偏差値比較(SAPIX/日能研R4/四谷Aライン/首都模試)
偏差値は「模試の母集団」が違うため、同じ数字でも難易度の意味が一致しません。併願校は“1つの模試で上下”ではなく、複数模試で“帯(ゾーン)”を見るのがおすすめです。
※SAPIXは公開されている一覧が「偏差値50以上中心」のため、本校は —(非掲載) 扱いとしています。
第1回:2/1(午前)4科
| SAPIX | 日能研R4(80%目安) | 四谷大塚(Aライン80) | 首都圏模試(80%目安) |
|---|---|---|---|
| —(非掲載) | 48 | 49 | 61 |
第2回:2/1(午後)算数1科
| SAPIX | 日能研R4(80%目安) | 四谷大塚(Aライン80) | 首都圏模試(80%目安) |
|---|---|---|---|
| —(非掲載) | 51 | 51 | 64 |
第3回:2/3(午前)4科
| SAPIX | 日能研R4(80%目安) | 四谷大塚(Aライン80) | 首都圏模試(80%目安) |
|---|---|---|---|
| —(非掲載) | 46 | 50 | 62 |
昨年度の入試結果と合格基準点
応募状況(出願・受験・合格・実質倍率)
| 年度 | 回 | 募集 | 出願 | 受験 | 合格 | 実質倍率 |
|---|---|---|---|---|---|---|
| 2026 | 第1回(2/1午前) | 100 | 172 | 164 | 107 | 1.5 |
| 2026 | 第2回(2/1午後) | 30 | 216 | 203 | 120 | 1.7 |
| 2026 | 第3回(2/3午前) | 30 | 237 | 104 | 49 | 2.1 |
| 2025 | 第1回(2/1午前) | 100 | 171 | 163 | 101 | 1.6 |
| 2025 | 第2回(2/1午後) | 30 | 213 | 187 | 121 | 1.5 |
| 2025 | 第3回(2/3午前) | 30 | 244 | 99 | 44 | 2.3 |
| 2024 | 第1回(2/1) | 100 | 169 | 157 | 95 | 1.8 |
| 2024 | 第2回(2/3) | 45 | 202 | 152 | 75 | 2.0 |
合格最低点(合格基準点の目安)
| 年度 | 第1回(4科・200点) | 第2回(算数・100点) | 第3回(4科・200点) |
|---|---|---|---|
| 2026 | 109 | 60 | 109 |
| 2025 | 119 | 54 | 124 |
| 2024 | 109 | —(算数1科なし) | —(第3回なし) |
※年度によって入試回数・方式が変わることがあります。推移を見る時は「同じ回(同じ方式)」で比較してください。

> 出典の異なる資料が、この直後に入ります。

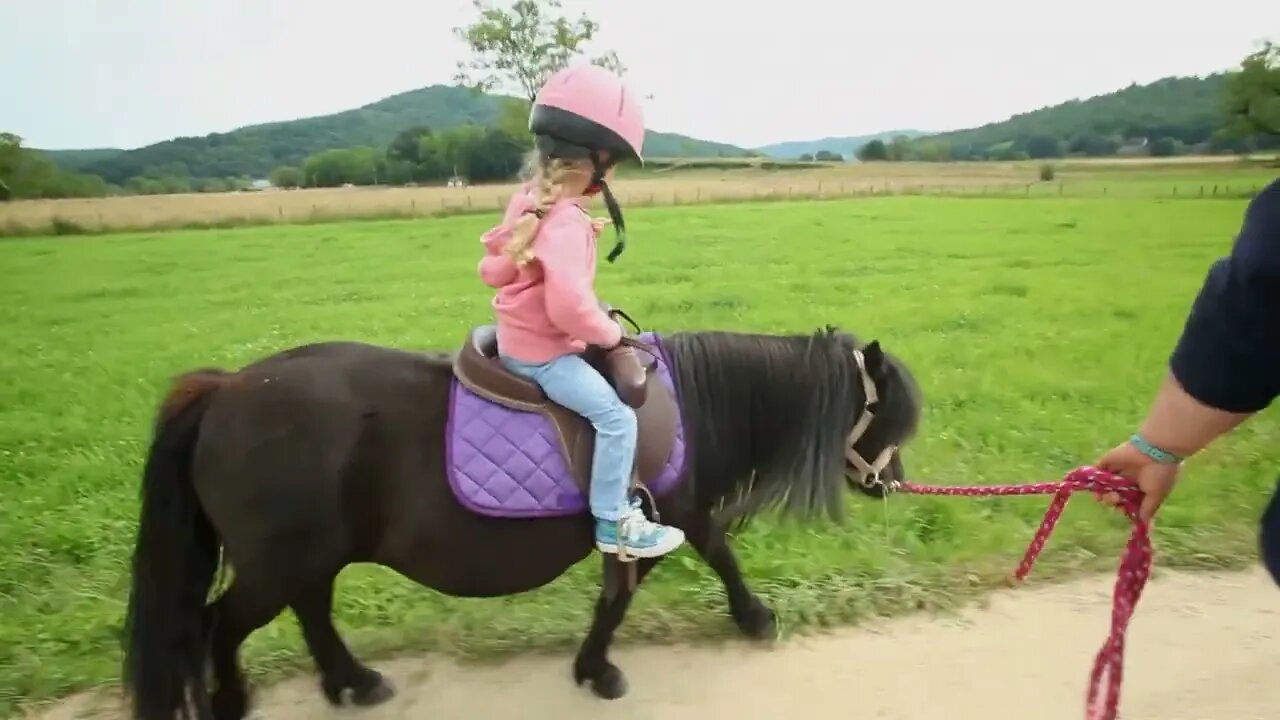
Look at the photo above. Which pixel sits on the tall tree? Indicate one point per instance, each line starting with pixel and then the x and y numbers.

進学実績(東大・医学部・国公立・早慶上智・GMARCH)
本校は日本女子大学への内部進学が大きな柱です。一方で外部大学受験も一定数あり、学年の進路分布を“内部+外部”で把握するとミスマッチが減ります。
大学合格実績(カテゴリ別・2025年度:延べ)
| カテゴリ | 人数(延べ) | メモ |
|---|---|---|
| 東京大学 | 1 | 外部受験の到達点としての目安 |
| 国公立大学(計) | 7 | 東大を含む |
| 医学部(医学科)(計) | 9 | 年により変動 |
| 早慶上智(計) | 25 | 早稲田・慶應・上智の合計 |
| GMARCH(計) | 44 | 学習院・明治・青学・立教・中央・法政 |
| 日本女子大学(内部進学) | 271 | 卒業生365名のうち(年度データ) |
(参考)早慶上智の内訳(2025年度:延べ)
| 大学 | 人数 |
|---|---|
| 早稲田 | 4 |
| 慶應 | 11 |
| 上智 | 10 |
※合格者数は「延べ(重複あり)」が一般的です。内部進学の仕組み・条件は年度で変わり得るため、公式の進路情報も必ず確認してください。
学費
2026年度入学向け(公式掲載の金額ベース)
| 区分 | 内訳 | 金額 |
|---|---|---|
| 入学手続時 | 入学料 250,000円+施設設備費(1期分)102,000円 | 352,000円 |
| 入学後(学費年額) | 授業料 511,000円+施設設備費(2・3期分)202,000円 | 713,000円 |
| 上記以外(中1) | 校納金等(2025年度実績) | 171,100円 |
| 初年度合計(目安) | 上記合算(制服・教材・行事等は別) | 約1,236,100円 |
※別途、制服・指定品・教材費・ICT関連・行事(宿泊行事など)等が発生します。最新額は必ず公式で確認してください。
校風・学びの特色
- 「自ら考え、自ら学び、自ら行う」を軸にした女子教育。ルールで縛るよりも、自治と自律で学校生活を組み立てるタイプです。
- 自然環境(多摩丘陵のキャンパス)を活かし、日常の学校生活そのものが落ち着きやすい。通学時間と環境の相性は要チェック。
- 内部進学があるからこそ、中高の6年間で「学力+探究+表現」を積み上げやすい(外部受験志向の場合は、学内の進路指導・受験文化の肌感も説明会で確認推奨)。
部活動
文化系・運動系ともに選択肢が多く、学校行事(十月祭など)とセットで「発表の場」があるのが特徴です。
例:文化系
- イラスト/インターナショナル/演劇/家庭科/軽音楽/弦楽合奏/コーラス/茶道
- 社会科研究/書道/生物・天文/物理化学/文芸/ミュージカル
例:運動系
- 硬式テニス/水泳/ソフトテニス/体操/卓球/バスケットボール/バドミントン/バレーボール/陸上
アクセス
- 小田急線「読売ランド前」駅:徒歩10分
- 京王線「京王稲田堤」駅:バス約10分(小田急バス「女子大前」下車)
- 京王線「京王よみうりランド」駅:バス約15分(小田急バス「女子大前」下車)
※埼玉方面からは「新宿→小田急」など複数ルートが考えられます。ドアtoドアで無理がないか(朝の混雑、乗換回数)を必ず試算してください。
併願の考え方
本校を軸にする場合、設計はシンプルです。
- 本命設計:2/1午前(第1回4科)→ 2/1午後(第2回算数)→ 2/3午前(第3回4科)
- 2/2の使い方:「合格を取りに行く安全校」か「チャレンジ校」で1日挟む(2/3の再挑戦に備える)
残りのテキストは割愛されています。